A confidential survey of compliance offers at leading banking companies in the Tampa Bay region concludes they prefer to do business with outside data management vendors who have completed IT security audits and examinations to help protect against potential theft of their customers’ data.
Conducted by phone and e-mail, the survey asked 14 compliance officers to answer yes or no to four questions:
- Thinking about vendors you use to manage your data, do you require those vendors to complete an SSAE 16, SOC 2 or similar data security compliance examination by a third party?
- Do you require vendors to complete a data security questionnaire periodically?
- Do you send your own data security compliance auditors to examine your vendors’ standards of compliance?
- Finally, is successful completion of a third-party examination of data security compliance standards by a vendor a condition of doing business with you?
Only one bank’s compliance officer declined to answer the survey, citing security concerns.
“With nearly 100 percent of compliance officers responding positively to our survey questions, we can conclude there exists genuine concern about potential data breaches in the local banking industry, and that’s good news for local bank customers, because it indicates that banks are monitoring their key vendors,” commented Eric Ratcliffe, Director at 360 Advanced, a national Qualified Security Assessor and Certified Public Accountant firm based in Tampa, FL.

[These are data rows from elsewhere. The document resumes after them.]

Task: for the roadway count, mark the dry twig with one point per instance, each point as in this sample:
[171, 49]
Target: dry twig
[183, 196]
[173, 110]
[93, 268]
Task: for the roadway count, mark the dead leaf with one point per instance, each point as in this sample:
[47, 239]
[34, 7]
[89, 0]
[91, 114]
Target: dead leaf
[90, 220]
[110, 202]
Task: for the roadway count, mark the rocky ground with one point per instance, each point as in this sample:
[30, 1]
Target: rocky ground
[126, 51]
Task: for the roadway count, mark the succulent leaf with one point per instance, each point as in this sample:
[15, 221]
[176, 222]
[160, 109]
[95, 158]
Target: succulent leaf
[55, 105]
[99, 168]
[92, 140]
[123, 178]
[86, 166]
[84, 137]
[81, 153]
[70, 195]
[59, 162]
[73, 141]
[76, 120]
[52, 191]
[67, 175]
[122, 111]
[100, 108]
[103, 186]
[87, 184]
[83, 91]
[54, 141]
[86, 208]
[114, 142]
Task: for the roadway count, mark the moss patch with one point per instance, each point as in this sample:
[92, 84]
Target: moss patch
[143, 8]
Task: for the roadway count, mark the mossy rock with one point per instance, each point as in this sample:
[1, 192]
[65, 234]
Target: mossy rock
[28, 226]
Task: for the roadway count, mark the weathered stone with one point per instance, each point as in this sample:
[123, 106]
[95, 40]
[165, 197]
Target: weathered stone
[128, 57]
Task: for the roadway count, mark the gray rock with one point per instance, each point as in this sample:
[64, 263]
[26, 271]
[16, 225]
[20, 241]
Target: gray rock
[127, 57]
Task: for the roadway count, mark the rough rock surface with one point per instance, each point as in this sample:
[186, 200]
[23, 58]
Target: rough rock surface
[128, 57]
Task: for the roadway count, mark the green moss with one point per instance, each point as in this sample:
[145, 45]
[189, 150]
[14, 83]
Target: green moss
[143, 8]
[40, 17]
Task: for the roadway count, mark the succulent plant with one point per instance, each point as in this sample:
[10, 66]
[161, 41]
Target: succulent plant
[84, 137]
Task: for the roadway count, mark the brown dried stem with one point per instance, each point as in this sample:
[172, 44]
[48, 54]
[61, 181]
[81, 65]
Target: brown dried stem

360 Advanced’s data security experts completed the survey using in-house staff to telephone and e-mail bank compliance officers after a January risk analysis report from the New York Department of Financial Services prompted regulators there to begin review of the state’s banks’ incident response and event management, access controls, network security, vendor management, and disaster recovery procedures in evaluating the bank’s overall safety and soundness.
Ben Lawsky, head of New York’s Department of Financial Services (DFS), said in a speech at Columbia University Feb. 25 that he fears a large enough hack on Wall Street firms could “spill over into the broader economy” — not unlike the mortgage meltdown of 2008.
Lawsky said he is considering new rules to protect against “an Armageddon-type” cyber-attack that would devastate U.S. financial markets. “We are concerned that within the next decade, or perhaps sooner, we will experience an Armageddon-type cyber event that causes a significant disruption in the financial system for a period of time,” Lawsky said. He called such an attack a “cyber 9/11.”
The New York State report notes that cyber-attacks against banks are “becoming more frequent, more sophisticated, and more widespread.” Oftentimes not featured in the news are the attacks against “community and regional banks, credit unions, money transmitters, and third-party service providers (such as credit card and payment processors)” that have experienced attempted breaches in recent years.
Attacks have come from a variety of actors, including unfriendly nation-states, hacktivists, organized crime groups, cyber gangs, and other criminals. The report states that “as the cost of technology decreases, the barriers to entry for cybercrime drop, making it easier and cheaper for criminals of all types to seek out new ways to perpetrate cyber fraud. A growing black market for breached data serves to encourage wrongdoers further.”